N’y a t’il pas, dans ce geste indéfiniment
répété qui l’amène à entasser les uns sur les
autres les éléments de notre environnement
moderne, un défi ou une révolte démiurgique
qui l’amène à recréer l’univers à sa manière, à renvoyer au Créateur et à ses créatures
l’image de ce que la terre déchue est devenue, de manière parfaitement obscène ?
Langage transversal aux œuvres : une grammaire de la métamorphose
Le monde peint et restitué par Igor Mc Rams repose sur plusieurs principes, qui ne
cherchent aucunement à reproduire le réel ou à inventer une nouvelle abstraction. Elles
tendent plutôt à rendre au réel son aspect étrange et inquiétant, par une logique de la
métamorphose perpétuelle qui se moque des principes de la logique identitaire.
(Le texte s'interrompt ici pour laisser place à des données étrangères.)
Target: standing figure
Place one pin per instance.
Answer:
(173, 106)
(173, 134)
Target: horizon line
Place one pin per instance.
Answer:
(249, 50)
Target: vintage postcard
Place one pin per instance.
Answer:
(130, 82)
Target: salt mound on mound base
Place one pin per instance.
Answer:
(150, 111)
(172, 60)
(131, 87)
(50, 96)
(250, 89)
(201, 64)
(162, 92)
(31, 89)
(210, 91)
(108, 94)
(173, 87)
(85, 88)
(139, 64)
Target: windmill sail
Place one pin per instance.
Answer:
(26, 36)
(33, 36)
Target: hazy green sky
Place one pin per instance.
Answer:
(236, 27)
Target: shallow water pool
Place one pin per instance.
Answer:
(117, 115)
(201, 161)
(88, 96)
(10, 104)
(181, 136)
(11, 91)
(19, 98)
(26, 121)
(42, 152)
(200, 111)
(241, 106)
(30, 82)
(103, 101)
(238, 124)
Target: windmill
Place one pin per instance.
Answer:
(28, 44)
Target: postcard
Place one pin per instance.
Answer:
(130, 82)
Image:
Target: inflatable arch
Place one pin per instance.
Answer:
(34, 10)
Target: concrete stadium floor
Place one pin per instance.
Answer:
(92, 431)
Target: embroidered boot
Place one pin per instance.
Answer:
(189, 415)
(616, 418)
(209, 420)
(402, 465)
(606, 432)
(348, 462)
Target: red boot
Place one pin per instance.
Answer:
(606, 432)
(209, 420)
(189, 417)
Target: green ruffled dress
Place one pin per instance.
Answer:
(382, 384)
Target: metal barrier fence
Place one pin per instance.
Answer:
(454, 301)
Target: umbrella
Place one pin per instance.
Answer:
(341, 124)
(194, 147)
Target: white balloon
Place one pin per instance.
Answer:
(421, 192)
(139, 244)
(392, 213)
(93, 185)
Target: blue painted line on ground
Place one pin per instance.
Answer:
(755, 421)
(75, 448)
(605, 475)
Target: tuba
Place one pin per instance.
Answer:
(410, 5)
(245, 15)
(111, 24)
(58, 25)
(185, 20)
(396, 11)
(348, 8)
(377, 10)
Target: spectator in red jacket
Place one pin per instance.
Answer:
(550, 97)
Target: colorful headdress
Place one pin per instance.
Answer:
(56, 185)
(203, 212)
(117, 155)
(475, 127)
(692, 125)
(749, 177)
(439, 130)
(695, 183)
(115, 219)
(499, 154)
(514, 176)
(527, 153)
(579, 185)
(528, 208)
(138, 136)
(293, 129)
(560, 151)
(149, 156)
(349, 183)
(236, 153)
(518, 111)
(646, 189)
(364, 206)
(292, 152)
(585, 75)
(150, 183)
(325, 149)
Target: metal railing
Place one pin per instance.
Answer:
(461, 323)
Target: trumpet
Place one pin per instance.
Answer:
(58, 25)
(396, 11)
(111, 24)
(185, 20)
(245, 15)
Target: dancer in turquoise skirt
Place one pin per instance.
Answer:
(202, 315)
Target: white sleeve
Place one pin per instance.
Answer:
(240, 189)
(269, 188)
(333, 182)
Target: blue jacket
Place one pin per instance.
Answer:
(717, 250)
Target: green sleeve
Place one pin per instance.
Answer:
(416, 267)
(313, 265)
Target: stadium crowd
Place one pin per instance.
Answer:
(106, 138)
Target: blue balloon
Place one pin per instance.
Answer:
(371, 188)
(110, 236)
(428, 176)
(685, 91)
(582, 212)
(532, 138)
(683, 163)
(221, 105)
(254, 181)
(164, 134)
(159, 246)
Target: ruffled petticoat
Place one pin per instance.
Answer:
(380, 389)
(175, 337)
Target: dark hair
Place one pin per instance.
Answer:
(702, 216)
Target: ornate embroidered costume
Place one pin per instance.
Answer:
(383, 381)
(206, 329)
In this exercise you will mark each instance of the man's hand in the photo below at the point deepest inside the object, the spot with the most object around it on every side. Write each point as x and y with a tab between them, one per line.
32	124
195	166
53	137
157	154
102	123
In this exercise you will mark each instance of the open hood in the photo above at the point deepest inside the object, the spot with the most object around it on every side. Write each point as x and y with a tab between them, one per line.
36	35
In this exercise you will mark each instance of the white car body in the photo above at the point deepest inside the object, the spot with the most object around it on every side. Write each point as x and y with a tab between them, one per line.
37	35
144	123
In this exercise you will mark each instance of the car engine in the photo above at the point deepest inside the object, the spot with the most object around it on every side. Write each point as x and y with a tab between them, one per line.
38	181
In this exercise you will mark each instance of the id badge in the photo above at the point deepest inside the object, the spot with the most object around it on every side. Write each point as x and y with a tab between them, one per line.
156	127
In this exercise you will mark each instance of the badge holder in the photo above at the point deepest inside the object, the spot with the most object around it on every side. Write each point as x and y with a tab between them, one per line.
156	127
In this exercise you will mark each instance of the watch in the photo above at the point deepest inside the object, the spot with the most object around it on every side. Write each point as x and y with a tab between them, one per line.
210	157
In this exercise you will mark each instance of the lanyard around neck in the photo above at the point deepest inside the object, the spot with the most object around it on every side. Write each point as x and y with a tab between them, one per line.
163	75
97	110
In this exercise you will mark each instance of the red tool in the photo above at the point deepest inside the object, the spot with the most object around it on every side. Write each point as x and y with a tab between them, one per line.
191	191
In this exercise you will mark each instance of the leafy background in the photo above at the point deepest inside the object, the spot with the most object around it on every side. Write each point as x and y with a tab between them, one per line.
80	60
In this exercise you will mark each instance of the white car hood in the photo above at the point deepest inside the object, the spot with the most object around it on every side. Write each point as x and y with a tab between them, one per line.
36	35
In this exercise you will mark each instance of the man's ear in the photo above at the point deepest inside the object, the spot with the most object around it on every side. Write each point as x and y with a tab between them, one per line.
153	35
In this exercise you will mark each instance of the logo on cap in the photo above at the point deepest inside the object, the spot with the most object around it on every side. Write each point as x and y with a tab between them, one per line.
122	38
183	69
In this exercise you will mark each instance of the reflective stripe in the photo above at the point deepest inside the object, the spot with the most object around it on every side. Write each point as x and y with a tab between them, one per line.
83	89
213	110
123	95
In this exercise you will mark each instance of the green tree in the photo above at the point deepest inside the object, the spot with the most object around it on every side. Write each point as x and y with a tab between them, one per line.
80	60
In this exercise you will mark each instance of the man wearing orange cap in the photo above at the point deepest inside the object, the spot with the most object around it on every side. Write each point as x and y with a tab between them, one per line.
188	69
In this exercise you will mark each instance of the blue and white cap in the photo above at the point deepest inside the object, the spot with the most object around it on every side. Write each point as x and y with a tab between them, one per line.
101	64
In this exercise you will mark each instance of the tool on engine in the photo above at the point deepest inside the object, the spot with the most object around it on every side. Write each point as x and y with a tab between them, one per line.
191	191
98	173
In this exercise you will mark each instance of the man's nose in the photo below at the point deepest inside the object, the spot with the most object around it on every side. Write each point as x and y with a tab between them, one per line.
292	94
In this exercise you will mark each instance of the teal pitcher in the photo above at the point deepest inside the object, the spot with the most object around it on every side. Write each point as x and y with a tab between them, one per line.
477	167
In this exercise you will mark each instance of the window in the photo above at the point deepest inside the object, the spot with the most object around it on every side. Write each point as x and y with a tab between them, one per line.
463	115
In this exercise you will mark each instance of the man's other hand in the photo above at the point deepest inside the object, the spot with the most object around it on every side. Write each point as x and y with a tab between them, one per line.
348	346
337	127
Sans
être aucunement exhaustif, citons en quelques uns :
-Le principe de démultiplication, de mise en abysse et d’emboîtement, empêche de
croire en l’unicité d’une figure ou existence. A peine Igor dessine t’il un humain ou un
animal, qu’il va en effet le reproduire quasiment à l’infini dans l’espace de sa toile, mais
aussi dans les tableaux suivants, si bien que ses personnages sont toujours, à l’instar des
poupées russes emboîtées les unes dans les autres, unes et multiples ; à la fois ici et déjà
ailleurs, ne cessant de circuler et de se métamorphoser pour se retrouver en d’autres
lieux, dans des situations qu’il faudrait parcourir simultanément pour tenter de suivre
leur destin individuel –ce qui est bien entendu parfaitement impossible.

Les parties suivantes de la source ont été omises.